Maui County is moving ahead with a $1.65 million project to replace a culvert at Waiakoa Gulch and to repair an undermined section of South Kihei Road.
Drainage pipes that run under the road near the Maalaea Surf and Kihei Beach resorts at Sugar Beach are not big enough to handle the high volume of floodwaters that sometimes rolls through the Waiakoa Gulch when heavy rains strike Haleakala.
"Long-term erosion, flooding and overtopping of the culverts from rain events have undermined the upslope shoulder of Waiakoa Gulch culverts at South Kihei Road," a project description says. "The drainage channel on the downstream side of South Kihei Road is usually blocked at the outlet by accumulated sand, which temporarily prevents discharge of stormwater to the ocean. During heavy storms, these circumstances contribute to the stormwater runoff overtopping South Kihei Road, often closing the roadway until the flooding subsides or the drainage channel is open."
Drainage pipes that run under South Kihei Road near resorts at Sugar Beach, shown last week, are too small to handle the amount of water flowing from upstream culverts in Waiakoa Gulch. A $1.65 million project to expand the culverts to handle more floodwaters is moving ahead.
The Maui News / MATTHEW THAYER photo
Current 4-foot and 2-foot diameter culverts under South Kihei Road near Sugar Beach resorts will be replaced by two 3-foot high, 10-foot-wide culverts with new wing walls. The current culverts can handle only 89 cubic feet of water per second while the upstream Waiakoa Uka Bridge at Piilani Highway can handle 8,209 cubic feet of water per second.

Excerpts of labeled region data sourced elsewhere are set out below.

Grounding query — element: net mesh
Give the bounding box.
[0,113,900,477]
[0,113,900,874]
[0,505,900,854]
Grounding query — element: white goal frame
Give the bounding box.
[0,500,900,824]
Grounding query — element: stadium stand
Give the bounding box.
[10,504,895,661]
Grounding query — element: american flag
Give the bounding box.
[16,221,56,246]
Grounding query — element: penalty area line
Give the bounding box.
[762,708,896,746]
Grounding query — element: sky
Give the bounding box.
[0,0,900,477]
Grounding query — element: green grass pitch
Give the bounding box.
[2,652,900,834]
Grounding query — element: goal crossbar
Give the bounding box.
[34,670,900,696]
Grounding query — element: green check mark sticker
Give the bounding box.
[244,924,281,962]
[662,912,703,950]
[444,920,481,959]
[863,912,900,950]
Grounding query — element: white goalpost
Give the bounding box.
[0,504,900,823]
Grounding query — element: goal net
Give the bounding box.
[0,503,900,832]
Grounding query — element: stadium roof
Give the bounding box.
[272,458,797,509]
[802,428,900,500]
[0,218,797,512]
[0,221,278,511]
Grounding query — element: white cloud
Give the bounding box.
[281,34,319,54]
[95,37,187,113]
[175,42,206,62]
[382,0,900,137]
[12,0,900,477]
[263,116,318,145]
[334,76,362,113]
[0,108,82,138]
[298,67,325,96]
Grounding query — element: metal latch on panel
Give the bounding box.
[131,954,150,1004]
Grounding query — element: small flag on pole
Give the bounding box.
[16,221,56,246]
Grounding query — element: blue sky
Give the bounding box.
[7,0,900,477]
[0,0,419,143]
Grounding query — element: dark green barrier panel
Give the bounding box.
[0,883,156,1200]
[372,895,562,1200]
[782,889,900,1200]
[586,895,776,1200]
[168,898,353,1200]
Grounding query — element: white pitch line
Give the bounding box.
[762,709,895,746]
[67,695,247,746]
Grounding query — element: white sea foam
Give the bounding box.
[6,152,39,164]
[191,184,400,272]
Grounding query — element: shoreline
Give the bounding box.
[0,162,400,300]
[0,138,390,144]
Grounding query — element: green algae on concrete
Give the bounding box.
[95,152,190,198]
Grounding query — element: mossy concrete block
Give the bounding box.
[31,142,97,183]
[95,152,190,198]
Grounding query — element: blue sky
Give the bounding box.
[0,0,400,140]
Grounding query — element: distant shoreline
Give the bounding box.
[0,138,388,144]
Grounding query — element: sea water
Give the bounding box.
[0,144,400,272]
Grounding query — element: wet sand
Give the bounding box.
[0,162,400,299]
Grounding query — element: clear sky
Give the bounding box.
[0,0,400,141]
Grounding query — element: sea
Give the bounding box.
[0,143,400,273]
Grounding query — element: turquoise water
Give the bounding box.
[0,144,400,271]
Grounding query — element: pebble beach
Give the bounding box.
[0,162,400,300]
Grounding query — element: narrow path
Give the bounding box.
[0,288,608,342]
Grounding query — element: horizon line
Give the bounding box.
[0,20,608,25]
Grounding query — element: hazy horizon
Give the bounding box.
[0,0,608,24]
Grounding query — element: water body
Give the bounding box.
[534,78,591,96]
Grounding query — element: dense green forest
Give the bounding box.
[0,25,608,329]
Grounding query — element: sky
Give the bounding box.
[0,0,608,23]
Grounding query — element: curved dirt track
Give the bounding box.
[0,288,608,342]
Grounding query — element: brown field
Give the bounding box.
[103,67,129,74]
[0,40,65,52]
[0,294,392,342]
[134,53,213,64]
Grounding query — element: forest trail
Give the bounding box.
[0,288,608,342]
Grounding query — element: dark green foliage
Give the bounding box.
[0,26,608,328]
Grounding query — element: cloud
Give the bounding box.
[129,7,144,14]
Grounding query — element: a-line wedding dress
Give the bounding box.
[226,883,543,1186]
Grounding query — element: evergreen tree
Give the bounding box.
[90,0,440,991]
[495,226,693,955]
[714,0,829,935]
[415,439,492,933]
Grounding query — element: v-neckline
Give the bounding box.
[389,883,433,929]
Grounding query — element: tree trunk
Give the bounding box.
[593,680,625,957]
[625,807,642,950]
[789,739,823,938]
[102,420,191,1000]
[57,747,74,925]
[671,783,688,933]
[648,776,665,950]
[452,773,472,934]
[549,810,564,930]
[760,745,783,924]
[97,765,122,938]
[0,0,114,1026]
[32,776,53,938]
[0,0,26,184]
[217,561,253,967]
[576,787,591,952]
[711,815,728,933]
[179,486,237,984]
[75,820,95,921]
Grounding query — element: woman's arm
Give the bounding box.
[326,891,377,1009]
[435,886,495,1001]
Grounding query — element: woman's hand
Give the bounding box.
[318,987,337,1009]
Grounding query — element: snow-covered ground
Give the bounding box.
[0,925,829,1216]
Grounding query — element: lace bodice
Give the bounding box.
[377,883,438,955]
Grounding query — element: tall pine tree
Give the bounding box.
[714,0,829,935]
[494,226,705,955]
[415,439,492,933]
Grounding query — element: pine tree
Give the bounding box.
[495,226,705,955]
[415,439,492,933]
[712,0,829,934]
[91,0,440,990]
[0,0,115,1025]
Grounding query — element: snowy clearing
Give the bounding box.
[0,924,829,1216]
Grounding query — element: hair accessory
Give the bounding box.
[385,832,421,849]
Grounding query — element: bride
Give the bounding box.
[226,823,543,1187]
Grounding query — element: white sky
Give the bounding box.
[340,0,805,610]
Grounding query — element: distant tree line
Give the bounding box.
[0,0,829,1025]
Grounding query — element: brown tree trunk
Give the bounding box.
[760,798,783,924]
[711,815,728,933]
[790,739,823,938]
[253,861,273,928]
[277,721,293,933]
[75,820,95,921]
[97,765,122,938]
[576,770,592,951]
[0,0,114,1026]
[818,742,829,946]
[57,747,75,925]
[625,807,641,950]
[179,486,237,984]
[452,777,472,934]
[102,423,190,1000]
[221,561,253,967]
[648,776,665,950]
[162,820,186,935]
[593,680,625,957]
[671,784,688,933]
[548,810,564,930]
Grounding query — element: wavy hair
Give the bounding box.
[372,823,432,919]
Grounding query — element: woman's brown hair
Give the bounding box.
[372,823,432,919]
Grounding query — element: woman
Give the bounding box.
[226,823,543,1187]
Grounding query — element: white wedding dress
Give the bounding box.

The Maui News / MATTHEW THAYER photo
The project's aim is to "repair the critical condition of the deteriorating culverts and road bed."
The existing culverts have a capacity to handle only about 89 cubic feet of water per second, while upstream at the widened Piilani Highway crossing at Waiakoa Uka Bridge, the capacity for a 100-year storm is approximately 8,209 cubic feet per second, according to a project overview.
Plans call for replacing existing 48- and 24-inch-diameter culverts with two 3-foot-high, 10-foot-wide culverts secured in a concrete slab, with new wing walls to maintain the roadway's shoulder, and resurfacing of South Kihei Road. One or two utility poles will need to be relocated.
Recently, "to err on the side of caution," the county installed steel plates over the undermined section of South Kihei Road, said John Smith, the project engineer with the county Department of Public Works. The plates will remain there until the drainage project is completed. Construction work is expected to take about six months.
Engineering work is 75 percent complete, Smith said recently. Funding from the countywide drainage fund has been set aside for the work.
The county has completed a final environmental assessment for the project and issued a finding of no significant environmental impact. That finding was posted last month in the state Office of Environmental Quality Control's current issue of The Environmental Notice. (To see the project's environmental assessment, go to oeqc.doh.hawaii.gov/Shared%20Documents/Environmental_Notice/current_issue.pdf and click on the Maui County Waiakoa Gulch culvert project.)
Because the project involves the repair and maintenance of an existing drainage channel, its special management area permit can be processed administratively by Department of Planning Director Will Spence, according to the environmental assessment.
Bid invitations are planned to be advertised for prospective contractors in June or July.
The project will require some road closures, but Smith said plans for rerouting motorists were ongoing, and consultations need to be done with businesses and other neighbors.